Just to try I used this line to generate a crash:

FirebaseCrash.report(new Exception("My first Android non-fatal error"));

You can check in the log when FirebaseCrash initialized the module:

05–20 08:57:24.442 D/FirebaseCrashApiImpl: FirebaseCrash reporting API initialized
05–20 08:57:24.442 I/FirebaseCrash: FirebaseCrash reporting initialized com.google.firebase.crash.internal.zzg@3333d325
05–20 08:57:24.442 D/FirebaseApp: Initialized class com.google.firebase.crash.FirebaseCrash.

And then when it sent the exception:

05–20 08:57:47.052 D/FirebaseCrashApiImpl: throwable java.lang.Exception: My first Android non-fatal error
05–20 08:58:18.822 D/FirebaseCrashSenderServiceImpl: Response code: 200
05–20 08:58:18.822 D/FirebaseCrashSenderServiceImpl: Report sent

Now you have to wait a few minutes to check the exception in the crash console.

Here the issue in console:

More details about the issue:

There is a nice feature in the dashboard: the cluster.
A cluster is a group of errors that have similar stack traces. Each row in the table below represents a cluster.
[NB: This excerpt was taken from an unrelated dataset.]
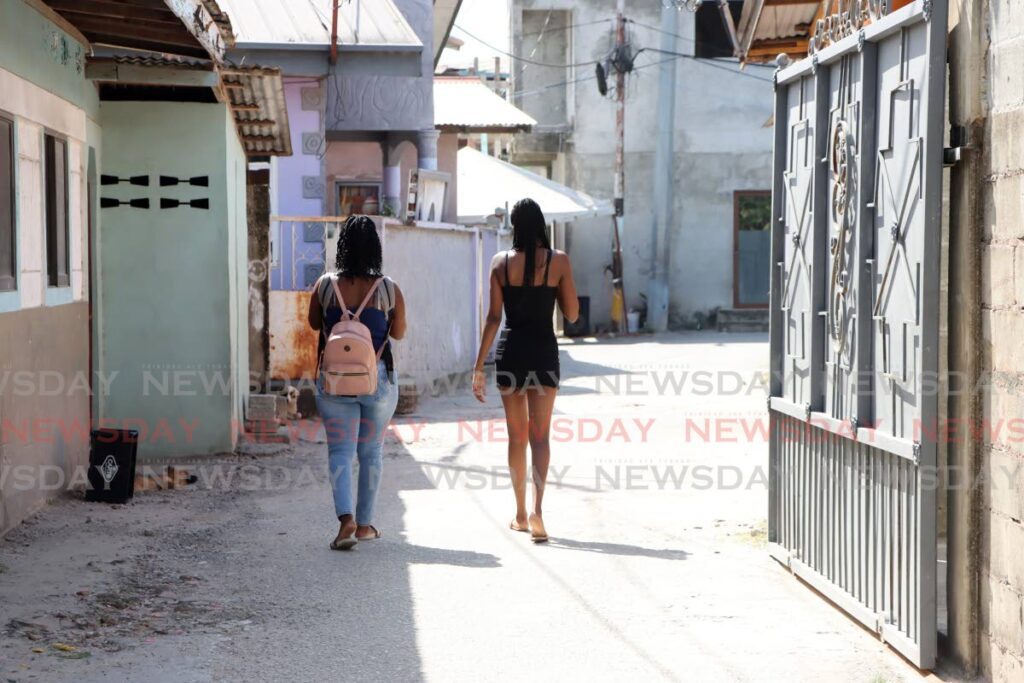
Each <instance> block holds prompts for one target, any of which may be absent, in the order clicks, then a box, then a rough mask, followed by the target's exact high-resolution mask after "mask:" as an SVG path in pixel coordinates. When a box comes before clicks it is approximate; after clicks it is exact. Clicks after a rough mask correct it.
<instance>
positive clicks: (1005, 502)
mask: <svg viewBox="0 0 1024 683" xmlns="http://www.w3.org/2000/svg"><path fill="white" fill-rule="evenodd" d="M985 4H986V5H987V7H986V9H985V25H986V29H987V35H988V40H989V44H988V54H987V57H986V62H987V65H986V66H987V69H988V81H987V85H988V88H987V93H986V94H985V104H986V106H987V110H988V111H987V117H986V118H987V130H986V132H985V139H984V141H983V158H984V160H985V161H984V163H983V166H984V171H985V175H984V177H983V178H982V179H981V180H982V182H981V186H980V189H981V209H982V212H981V215H982V229H981V230H980V245H979V257H980V264H981V297H980V298H981V327H982V348H981V372H982V376H983V378H984V379H987V380H988V381H987V382H986V383H985V387H986V388H985V389H984V394H985V395H984V396H983V397H982V401H983V402H982V407H983V408H982V415H983V420H986V421H987V428H986V430H985V436H984V437H983V440H982V442H981V443H979V446H980V458H981V461H982V472H983V473H984V475H985V476H984V481H985V486H984V493H983V496H982V505H981V519H980V526H981V528H982V548H983V561H982V562H981V565H980V573H981V575H980V577H979V579H980V585H981V588H980V598H981V609H980V615H981V618H980V622H981V623H980V629H979V631H980V634H979V635H980V643H981V648H980V649H981V652H980V665H981V667H980V668H981V671H982V673H983V674H984V675H985V676H986V677H989V678H991V679H992V680H995V681H1021V680H1024V553H1022V549H1024V476H1022V473H1024V343H1022V339H1024V69H1022V68H1021V65H1024V4H1022V3H1021V2H1020V1H1019V0H989V1H988V2H987V3H985Z"/></svg>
Here a simple example using different exceptions:

As you can see in the picture (last line) FirebaseCrash is able to get the OutOfMemoryError and it sends the crash to the console.

If you want to customize something, for example if you would like to disable the crash in a BuildType there isn’t documentation to achieve it.

I’d expect something like:

FirebaseCrash.enable(true);

but… pay attention, this method doesn’t exist!